For breast cancer patients who have undergone MRM, postoperative adjuvant Radiation Therapy (RT) has been shown to reduce the risk of local recurrence [1-4]. However, precise targeting for RT after mastectomy can be problematic because of the irregularly shaped target volumes that include thin and curved Chest Walls (CWs); surrounding heart, lung, brachial plexus, contralateral breast, and other organs at risk (OAR); and non-coplanar supraclavicular and axillary regions. These require the use of sophisticated techniques that generate optimal dosimetry to meet clinical requirements. Three- Dimensional Conformal RT (3D-CRT), Intensity-Modulated RT (IMRT), and Volumetric Modulated Arc Therapy (VMAT) were shown to provide superior target volume coverage and dose conformity while reducing the dose delivered to the surrounding normal tissues [5,6]. However, these advanced techniques require accurate treatment delivery, as even slight errors in patient position caused by treatment setup errors and inter-fractional motions can significantly affect dose delivery to target volume and OARs. Therefore, Image-Guided Radiation Therapy (IGRT) is a fundamental prerequisite to the safe practice of the post-MRM 3D-CRT, IMRT, and VMAT. Cone-Beam Computed Tomography (CBCT) image sets are acquired by two-dimensional projection images at different positions that rotate around the patient and reconstructed through software algorithms into a three-dimensional volume. The co-registration by CBCT enhances the patient position accuracy and reduces the random deviations better than by traditional two-dimensional portal imaging, and it can offer smaller Planning Target Volumes (PTV), improved target coverage, and lower doses to OARs [7-9]. Adequate target dose coverage is needed for the local control of breast cancer.

An International Commission on Radiation Units and Measurements (ICRU) report [10] recommends that PTV shape absorbed-dose distributions to ensure that the prescribed absorbed dose will actually be delivered to all parts of the CTV with a clinically acceptable probability, despite geometrical uncertainties such as organ motion and setup variations. However, large PTV margins may also increase the dose delivered to the surrounding OARs. For example, a larger PTV volume was associated with greater increases in risk fibrosis and cardiac disease [11,12]. The risk in expanding PTV margins could be limited by reducing the systematic setup error [13].

Postmastectomy RT has different considerations that the RT in use to treat other tumors, including the considerable possibility of positional error due to the rare use of thermoplastic mask immobilization and the presence of skin folds between the breast boards and skin. Furthermore, the overwhelming majority of studies of setup accuracy for breast cancer patients concentrated on patients who had undergone breast-conserving procedures (lumpectomy with whole breast RT). Few studies have investigated the setup accuracy in MRM patients who required CW and Supraclavicular Region (SR) irradiation and faced potential setup errors such as patient positional movement.

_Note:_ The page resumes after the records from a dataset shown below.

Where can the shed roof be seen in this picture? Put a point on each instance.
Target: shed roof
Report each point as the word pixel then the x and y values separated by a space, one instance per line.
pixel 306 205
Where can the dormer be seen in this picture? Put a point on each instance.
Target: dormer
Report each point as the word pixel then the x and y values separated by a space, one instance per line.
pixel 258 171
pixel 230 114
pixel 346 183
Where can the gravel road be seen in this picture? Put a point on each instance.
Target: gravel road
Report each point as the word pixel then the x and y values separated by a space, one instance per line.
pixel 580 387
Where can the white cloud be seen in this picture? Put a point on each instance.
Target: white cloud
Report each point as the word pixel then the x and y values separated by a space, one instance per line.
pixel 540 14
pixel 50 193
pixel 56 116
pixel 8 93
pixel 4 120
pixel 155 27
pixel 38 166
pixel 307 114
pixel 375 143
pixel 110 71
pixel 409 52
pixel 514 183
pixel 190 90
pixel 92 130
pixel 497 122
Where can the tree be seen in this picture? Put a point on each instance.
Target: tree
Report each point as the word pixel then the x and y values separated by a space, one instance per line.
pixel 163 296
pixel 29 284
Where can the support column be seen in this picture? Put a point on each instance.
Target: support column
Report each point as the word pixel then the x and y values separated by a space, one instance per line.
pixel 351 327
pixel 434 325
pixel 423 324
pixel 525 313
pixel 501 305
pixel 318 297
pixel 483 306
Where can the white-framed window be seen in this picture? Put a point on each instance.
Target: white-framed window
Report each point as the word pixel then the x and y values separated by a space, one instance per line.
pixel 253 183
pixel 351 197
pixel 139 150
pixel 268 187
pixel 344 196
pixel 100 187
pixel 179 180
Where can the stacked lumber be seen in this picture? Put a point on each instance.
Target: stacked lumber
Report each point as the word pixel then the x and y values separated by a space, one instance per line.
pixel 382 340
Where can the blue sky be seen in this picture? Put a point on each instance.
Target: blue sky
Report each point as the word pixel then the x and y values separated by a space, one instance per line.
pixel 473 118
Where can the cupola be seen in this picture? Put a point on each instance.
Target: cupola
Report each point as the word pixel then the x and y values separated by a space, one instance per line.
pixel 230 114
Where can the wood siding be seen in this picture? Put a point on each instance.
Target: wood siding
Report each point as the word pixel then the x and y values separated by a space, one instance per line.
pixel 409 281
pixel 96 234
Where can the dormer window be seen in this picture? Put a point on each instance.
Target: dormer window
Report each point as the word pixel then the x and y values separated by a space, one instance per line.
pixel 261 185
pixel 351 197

This study evaluated these positional errors using quantitative analysis of the images using CBCT and online correction protocols.

Materials and Method

Patients

Patients who underwent MRMs from March 2013 to October 2015 at our institution, including 28 patients with left-sided cancers (15 patients receiving CW alone RT and 13 receiving CW+SR RT) and 30 with right-sided cancers (15 CW alone RT and 15 CW+SR RT) were included in this study. The characteristics of these patients and their treatments are summarized in Table 1. This study was conducted in accordance with the declaration of Helsinki, and was approved by the Ethics Committee of the Chinese PLA General Hospital (No. S2014-001-02). Written informed consent was obtained from all participants. The characteristics of these patients and their treatments are summarized in Table 1.

Characteristics Left side Right side
N (%) 28 (48.3) 30 (51.7)
Age (years)    
Mean (standard deviation) 51.5 (12.2) 53.0 (8.7)
Dose and fractionation (%)    
50 Gy/25 F 10 (17.2) 13 (29.3)
36.5 Gy/10 F 18 (31.1) 17 (22.4)
PTV volume (cc)    
Mean (standard deviation) 644 (11.2) 623 (13.4)
Target volume    
Chest wall 15 (25.9) 15 (25.9)
Chest wall+supraclavicular 13 (22.3) 15 (25.9)
TNM stage (%)    
II stage 10 (17.2) 11 (19.0)
III stage 18 (31.0) 19 (32.8)
Body mass index    
Median (standard deviation) 25.8 (9.7) 25.6 (7.9)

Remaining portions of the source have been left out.